Personal information
- Full name: George Charlton
- Position(s): Outside right

Senior career*
- Years: Team / Apps / (Gls)
- 1933–1934: Darlington / 6 / (1)
- 1934–19??: Shildon

= George Charlton =

English footballer

George Charlton (active 1930s) was an English amateur footballer who played as an outside right in the Football League for Darlington and in non-league football for Shildon.

Charlton made his Darlington debut in a 6–2 Third Division North defeat away to local rivals Hartlepools United on 23 September 1933, and did not appear again until the return fixture in February 1934, when the "local product" filled the vacancy left by the transfer of Harry Brown to Chesterfield. This time, he played what the Yorkshire Post described as a "very satisfactory game", scored as his team won 5–3, and played in four of the next five league matches before losing his place to Billy Eden. He moved on to Shildon.
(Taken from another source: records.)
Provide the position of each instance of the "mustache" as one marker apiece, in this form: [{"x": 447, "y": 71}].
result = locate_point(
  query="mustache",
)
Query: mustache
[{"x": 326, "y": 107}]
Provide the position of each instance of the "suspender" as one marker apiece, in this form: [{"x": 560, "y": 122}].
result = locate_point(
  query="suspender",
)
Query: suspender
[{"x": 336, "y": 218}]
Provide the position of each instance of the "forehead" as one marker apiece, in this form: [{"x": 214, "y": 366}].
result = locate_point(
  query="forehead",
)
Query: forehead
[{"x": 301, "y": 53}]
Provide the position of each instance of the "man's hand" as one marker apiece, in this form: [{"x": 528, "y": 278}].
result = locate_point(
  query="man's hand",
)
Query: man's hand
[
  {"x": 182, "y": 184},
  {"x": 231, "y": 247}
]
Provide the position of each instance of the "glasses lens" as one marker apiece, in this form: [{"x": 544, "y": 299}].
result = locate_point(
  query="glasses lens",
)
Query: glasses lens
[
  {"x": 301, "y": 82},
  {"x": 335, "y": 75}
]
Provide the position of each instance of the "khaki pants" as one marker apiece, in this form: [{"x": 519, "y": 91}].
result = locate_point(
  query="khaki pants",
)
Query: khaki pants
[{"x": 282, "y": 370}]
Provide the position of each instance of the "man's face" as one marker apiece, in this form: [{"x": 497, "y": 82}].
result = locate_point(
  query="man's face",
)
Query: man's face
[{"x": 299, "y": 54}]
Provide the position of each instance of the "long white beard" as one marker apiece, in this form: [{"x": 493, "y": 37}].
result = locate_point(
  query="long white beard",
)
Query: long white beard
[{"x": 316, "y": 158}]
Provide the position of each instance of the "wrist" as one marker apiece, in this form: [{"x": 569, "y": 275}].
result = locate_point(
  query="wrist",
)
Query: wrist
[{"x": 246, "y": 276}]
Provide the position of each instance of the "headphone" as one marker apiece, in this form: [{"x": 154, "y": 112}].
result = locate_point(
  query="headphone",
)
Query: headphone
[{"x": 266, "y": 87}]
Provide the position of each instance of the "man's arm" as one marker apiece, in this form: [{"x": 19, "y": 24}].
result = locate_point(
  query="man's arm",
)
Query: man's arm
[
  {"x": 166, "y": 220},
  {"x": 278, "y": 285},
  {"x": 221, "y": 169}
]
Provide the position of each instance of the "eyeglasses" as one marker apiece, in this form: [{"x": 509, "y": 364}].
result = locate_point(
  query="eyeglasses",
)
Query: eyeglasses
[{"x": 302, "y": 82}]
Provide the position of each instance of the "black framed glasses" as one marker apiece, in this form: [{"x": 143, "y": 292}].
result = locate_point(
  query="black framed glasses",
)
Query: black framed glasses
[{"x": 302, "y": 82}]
In his first season, he scored the winning goal in the Northern League Challenge Cup final, and was a regular in the team that won the 1934–35 Northern League title and reached the first round proper of the FA Cup. He helped Shildon win the title in each of the next two seasons, and was still with the club in 1939.

Charlton also played cricket as a batsman for Darlington Railway Athletic.